The Washington Institute described the HAYI pattern as “deniable, disposable, disruptive,” warning that the campaign exposed vulnerabilities in Western protection of soft targets and Jewish communities.
Russia’s Parallel Playbook
The Russia-linked cases provide the broader template. Across Europe, investigators have increasingly warned that Moscow is using online recruitment and criminal outsourcing to conduct sabotage below the threshold of conventional war. The New Yorker reported that European prosecutors viewed Russia’s military intelligence service, the GRU, as the main organizer behind “single-use agent” operations involving espionage, arson, sabotage, and intimidation.

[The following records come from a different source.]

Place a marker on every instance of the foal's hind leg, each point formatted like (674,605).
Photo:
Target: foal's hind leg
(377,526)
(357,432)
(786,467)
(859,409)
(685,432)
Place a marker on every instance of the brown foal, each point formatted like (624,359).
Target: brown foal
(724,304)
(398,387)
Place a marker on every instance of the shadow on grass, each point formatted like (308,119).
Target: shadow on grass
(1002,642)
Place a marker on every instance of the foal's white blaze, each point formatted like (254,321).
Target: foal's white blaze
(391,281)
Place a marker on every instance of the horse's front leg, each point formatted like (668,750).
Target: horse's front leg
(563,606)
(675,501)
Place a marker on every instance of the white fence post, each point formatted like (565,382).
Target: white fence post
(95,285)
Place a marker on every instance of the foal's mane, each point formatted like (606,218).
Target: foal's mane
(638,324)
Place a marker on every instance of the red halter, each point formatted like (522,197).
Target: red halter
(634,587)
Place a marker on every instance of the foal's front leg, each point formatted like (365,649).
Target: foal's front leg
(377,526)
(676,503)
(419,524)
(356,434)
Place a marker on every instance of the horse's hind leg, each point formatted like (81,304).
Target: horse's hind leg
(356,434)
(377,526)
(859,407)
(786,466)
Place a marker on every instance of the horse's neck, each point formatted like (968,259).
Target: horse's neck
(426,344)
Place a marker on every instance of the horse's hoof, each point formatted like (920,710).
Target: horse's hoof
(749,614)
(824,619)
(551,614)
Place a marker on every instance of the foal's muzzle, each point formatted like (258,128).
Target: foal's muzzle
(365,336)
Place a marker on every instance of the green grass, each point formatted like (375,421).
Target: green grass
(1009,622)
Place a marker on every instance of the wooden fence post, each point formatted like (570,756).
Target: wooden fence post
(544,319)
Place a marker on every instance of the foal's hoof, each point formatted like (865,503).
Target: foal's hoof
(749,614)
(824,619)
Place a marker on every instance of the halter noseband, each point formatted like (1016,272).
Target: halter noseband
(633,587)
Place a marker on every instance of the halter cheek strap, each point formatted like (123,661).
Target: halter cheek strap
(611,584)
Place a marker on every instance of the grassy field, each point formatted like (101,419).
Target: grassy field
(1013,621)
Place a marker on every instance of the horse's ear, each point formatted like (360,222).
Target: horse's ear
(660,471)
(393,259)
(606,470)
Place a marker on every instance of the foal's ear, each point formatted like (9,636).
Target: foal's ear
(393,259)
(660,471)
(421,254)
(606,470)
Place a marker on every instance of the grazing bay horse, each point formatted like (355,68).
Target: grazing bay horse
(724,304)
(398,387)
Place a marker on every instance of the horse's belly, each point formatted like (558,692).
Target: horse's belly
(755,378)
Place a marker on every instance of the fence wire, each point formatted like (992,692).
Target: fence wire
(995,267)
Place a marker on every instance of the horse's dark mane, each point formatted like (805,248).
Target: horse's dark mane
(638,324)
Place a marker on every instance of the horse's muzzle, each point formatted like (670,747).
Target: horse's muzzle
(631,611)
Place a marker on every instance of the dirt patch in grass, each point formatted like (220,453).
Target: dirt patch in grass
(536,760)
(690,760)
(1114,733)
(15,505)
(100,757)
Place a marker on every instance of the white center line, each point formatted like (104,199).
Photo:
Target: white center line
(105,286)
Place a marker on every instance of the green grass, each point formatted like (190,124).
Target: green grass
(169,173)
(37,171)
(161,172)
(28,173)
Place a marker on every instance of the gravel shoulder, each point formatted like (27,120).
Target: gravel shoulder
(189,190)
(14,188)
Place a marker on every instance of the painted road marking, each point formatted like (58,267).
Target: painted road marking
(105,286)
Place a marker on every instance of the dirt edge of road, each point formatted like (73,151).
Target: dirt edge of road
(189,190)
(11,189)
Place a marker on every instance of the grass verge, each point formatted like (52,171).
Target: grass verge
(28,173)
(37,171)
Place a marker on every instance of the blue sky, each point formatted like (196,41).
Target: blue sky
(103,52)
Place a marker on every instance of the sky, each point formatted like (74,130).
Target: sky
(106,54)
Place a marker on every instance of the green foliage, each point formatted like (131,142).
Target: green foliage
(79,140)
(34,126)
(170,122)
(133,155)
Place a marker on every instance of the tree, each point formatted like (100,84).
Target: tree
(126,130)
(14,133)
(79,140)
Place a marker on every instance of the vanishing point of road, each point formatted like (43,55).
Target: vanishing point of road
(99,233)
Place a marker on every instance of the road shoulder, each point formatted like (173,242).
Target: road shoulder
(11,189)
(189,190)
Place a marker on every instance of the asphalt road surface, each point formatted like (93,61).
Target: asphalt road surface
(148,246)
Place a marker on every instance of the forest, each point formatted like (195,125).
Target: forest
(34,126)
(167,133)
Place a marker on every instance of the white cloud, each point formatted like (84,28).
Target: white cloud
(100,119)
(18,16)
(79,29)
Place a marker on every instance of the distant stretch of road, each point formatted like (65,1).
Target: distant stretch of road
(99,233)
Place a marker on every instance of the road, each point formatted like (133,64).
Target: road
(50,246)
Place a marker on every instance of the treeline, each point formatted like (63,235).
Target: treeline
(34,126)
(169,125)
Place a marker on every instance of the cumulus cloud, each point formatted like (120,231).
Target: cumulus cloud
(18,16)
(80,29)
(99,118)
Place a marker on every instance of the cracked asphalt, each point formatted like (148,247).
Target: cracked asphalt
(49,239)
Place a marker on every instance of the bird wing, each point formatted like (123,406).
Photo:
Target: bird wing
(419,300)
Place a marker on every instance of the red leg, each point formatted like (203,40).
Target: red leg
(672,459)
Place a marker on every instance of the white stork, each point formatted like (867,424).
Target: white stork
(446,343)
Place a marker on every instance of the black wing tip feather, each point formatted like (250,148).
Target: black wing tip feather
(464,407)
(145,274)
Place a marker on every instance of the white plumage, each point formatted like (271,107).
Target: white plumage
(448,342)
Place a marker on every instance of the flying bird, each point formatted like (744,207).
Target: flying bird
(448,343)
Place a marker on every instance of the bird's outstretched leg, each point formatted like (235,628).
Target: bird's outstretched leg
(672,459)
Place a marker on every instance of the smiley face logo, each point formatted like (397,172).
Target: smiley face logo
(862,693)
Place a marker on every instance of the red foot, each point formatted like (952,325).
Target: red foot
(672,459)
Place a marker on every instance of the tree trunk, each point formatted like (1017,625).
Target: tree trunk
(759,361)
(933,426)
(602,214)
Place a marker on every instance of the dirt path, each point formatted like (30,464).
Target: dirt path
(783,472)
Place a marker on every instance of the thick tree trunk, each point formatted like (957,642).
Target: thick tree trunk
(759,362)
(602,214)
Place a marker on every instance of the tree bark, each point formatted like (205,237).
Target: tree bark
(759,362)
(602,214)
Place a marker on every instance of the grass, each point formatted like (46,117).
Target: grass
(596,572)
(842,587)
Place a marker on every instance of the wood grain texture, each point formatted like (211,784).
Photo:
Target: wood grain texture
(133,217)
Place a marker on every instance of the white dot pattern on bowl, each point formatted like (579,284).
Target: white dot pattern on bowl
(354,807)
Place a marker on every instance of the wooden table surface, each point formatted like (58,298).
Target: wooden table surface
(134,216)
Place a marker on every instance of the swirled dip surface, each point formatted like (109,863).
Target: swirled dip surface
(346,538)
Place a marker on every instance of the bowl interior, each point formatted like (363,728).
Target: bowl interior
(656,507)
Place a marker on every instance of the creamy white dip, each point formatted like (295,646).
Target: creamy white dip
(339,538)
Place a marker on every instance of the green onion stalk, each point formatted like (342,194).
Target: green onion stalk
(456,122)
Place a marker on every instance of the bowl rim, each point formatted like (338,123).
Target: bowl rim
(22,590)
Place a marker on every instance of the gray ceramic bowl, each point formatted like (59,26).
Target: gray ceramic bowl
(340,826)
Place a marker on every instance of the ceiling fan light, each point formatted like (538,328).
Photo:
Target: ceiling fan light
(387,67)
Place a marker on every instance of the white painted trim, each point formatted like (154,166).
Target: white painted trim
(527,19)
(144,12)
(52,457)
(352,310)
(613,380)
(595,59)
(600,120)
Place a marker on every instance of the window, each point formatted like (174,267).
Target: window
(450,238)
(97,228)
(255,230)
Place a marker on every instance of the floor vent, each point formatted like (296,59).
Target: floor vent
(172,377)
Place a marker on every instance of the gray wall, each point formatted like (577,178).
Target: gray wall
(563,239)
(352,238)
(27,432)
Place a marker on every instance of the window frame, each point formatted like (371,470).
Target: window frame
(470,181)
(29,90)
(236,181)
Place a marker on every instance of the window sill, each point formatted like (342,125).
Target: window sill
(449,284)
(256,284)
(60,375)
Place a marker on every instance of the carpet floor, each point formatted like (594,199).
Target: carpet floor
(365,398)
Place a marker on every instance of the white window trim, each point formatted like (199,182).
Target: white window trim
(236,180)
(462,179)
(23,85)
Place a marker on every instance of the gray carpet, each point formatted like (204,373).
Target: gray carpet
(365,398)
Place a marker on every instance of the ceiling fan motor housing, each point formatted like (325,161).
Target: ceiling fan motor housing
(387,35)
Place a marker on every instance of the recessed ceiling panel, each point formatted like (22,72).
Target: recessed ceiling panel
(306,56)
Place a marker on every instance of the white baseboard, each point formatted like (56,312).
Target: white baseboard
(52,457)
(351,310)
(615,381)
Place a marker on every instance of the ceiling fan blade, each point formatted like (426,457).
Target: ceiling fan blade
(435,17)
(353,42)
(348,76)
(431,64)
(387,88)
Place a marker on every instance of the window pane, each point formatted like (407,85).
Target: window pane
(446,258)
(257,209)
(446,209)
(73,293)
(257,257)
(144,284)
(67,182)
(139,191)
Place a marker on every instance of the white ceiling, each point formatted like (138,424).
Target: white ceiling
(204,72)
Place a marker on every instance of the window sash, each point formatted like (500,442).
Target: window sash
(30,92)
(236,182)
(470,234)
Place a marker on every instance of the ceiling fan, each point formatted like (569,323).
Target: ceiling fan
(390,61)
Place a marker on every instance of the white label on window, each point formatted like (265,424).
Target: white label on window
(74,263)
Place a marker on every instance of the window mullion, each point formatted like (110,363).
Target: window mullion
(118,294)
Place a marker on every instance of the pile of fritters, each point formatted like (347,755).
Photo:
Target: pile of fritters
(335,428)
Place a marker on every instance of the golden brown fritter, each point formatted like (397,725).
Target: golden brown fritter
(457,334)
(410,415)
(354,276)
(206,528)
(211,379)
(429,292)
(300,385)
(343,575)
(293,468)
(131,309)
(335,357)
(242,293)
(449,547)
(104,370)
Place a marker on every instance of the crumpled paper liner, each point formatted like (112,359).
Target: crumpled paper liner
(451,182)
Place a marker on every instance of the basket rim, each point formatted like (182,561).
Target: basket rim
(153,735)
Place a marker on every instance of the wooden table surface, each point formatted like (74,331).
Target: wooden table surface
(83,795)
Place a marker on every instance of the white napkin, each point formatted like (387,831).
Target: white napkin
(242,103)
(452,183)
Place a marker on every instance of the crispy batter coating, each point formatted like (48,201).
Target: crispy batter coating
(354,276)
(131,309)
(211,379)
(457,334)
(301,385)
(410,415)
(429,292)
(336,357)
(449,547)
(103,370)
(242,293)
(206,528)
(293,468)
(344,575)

Governments Are Moving, Slowly
Western governments are beginning to respond. Reuters reported on June 9 that the UK expects a new law to come into force next month targeting hostile-state proxies, including groups allegedly used by Iran, Russia, and China, with penalties of up to 14 years in prison.
A day later, Reuters reported that the United States, Australia, European allies, and others condemned Iran-backed “lethal plotting” against Iranian dissidents, journalists, Jewish communities, and other targets abroad. The statement identified the IRGC Intelligence Organization, the Quds Force, and Iran’s Ministry of Intelligence and Security as responsible for alleged covert operations, and also condemned attacks in Europe claimed by HAYI.
For Jewish communities, the lesson is clear: antisemitic attacks are no longer only a matter of local radicalization or street-level hate. They may also be the visible edge of hostile-state-linked campaigns that use children and petty criminals as disposable instruments of hybrid warfare.